There are new mechanics to learn in WWE '12, and while many of the franchise's most basic functions make an appearance in this game, several of them have been redesigned and remapped. Unfortunately, the only comprehensive tutorial to be found is the unwieldy in-game manual, which can luckily be accessed at any time. It's a shame that's all that's in there in terms of a tutorial; there's an awful lot to absorb, even if you've been with this series since its inception. Not everyone wants to spend their first hour with a game reading the instructions.

Game Mechanics:

So I've gone on and on about WWE '12, but not once have I ever gone into detail about the aspects that classify this game as a reboot. This is the area that contains the key differences between this year's game and the rest of them.

The people behind WWE '12 have been touting the Predator Technology animation system, and only the new Limb Targeting system threatens to upstage it. When you enter into a grapple, you have the opportunity to select which area of your opponent's body you want to inflict damage on. It's vaguely similar to the marionette system used by games in the Assassin's Creed series, and it works surprisingly well in this context. Of course, it's best to wear your opponent down quite a bit before trying it out; using the system requires a bit of time, and you don't often have enough time to fool around during the beginning of most matches.

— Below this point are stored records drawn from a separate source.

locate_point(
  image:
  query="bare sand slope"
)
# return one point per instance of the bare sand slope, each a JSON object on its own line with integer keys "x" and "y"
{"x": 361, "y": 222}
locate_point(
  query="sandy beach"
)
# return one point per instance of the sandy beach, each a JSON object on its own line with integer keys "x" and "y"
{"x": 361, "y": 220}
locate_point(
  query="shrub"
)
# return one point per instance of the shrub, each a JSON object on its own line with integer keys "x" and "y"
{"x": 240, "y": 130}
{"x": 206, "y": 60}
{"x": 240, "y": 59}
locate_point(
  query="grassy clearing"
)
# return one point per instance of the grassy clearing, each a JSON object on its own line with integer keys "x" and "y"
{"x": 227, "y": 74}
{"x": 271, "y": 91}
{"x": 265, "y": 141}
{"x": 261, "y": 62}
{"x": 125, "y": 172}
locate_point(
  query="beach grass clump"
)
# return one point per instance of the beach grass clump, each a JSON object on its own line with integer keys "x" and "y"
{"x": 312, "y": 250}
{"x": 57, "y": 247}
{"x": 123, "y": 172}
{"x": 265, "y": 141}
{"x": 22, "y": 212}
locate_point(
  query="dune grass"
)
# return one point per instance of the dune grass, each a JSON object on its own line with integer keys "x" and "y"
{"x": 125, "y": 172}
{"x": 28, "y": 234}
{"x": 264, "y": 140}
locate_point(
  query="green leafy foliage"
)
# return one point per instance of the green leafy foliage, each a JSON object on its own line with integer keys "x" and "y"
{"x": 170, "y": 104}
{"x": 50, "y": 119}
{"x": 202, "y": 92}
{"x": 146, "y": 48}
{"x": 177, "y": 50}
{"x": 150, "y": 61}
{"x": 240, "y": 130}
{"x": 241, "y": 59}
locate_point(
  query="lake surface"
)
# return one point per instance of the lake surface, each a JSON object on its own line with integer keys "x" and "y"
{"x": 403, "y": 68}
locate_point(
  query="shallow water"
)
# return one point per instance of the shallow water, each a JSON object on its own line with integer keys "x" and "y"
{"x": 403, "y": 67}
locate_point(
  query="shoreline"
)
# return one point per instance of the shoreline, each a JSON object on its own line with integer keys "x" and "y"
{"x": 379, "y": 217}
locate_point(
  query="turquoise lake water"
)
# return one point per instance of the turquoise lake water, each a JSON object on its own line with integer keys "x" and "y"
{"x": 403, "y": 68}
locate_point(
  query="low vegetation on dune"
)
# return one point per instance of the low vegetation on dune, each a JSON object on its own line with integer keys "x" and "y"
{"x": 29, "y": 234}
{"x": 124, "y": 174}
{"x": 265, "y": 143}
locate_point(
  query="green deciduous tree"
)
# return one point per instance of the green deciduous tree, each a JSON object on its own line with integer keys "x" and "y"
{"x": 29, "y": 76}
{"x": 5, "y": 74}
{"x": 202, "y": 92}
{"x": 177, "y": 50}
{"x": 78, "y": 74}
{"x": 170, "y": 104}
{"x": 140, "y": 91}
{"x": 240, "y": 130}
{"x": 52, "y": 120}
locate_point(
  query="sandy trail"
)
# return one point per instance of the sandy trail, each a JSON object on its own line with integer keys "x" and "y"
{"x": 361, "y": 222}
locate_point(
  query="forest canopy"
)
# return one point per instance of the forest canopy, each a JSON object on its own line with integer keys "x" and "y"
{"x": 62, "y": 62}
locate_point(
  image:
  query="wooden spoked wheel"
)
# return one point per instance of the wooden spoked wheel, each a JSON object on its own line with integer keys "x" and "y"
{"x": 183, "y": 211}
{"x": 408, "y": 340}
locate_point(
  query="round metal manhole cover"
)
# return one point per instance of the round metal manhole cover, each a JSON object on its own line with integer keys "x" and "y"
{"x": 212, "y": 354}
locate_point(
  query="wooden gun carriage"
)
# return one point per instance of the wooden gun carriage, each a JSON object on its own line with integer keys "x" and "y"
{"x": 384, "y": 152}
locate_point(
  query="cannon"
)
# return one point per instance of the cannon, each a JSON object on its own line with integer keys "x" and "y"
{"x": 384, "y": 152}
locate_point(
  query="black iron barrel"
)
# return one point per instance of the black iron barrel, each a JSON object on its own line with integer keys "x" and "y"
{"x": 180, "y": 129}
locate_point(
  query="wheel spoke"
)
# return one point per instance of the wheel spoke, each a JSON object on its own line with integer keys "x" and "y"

Rampant button-mashing has been a part of wrestling games seemingly since time immemorial, but it's largely relegated to maintaining or breaking out of submission holds -- yet another great design decision. Kicking out of a pin is a great deal more challenging, albeit potentially problematic in online matches. You must hold the (A) button to fill up a meter. Once it reaches the target area, you must let go of the button before it passes the area completely. This requires careful timing, but a latency problems can utterly ruin anyone's chances at getting back up.

So WWE '12 is a successful reboot that manages to put a sputtering franchise back on the right track. There's lots of quality content for wrestling fans to dig into; the roster is huge, the modes are reliable standbys, and the online competition is mostly fun. With WWE '12, the franchise doesn't fully unlock its true potential, but it looks, sounds, and plays better than it ever has.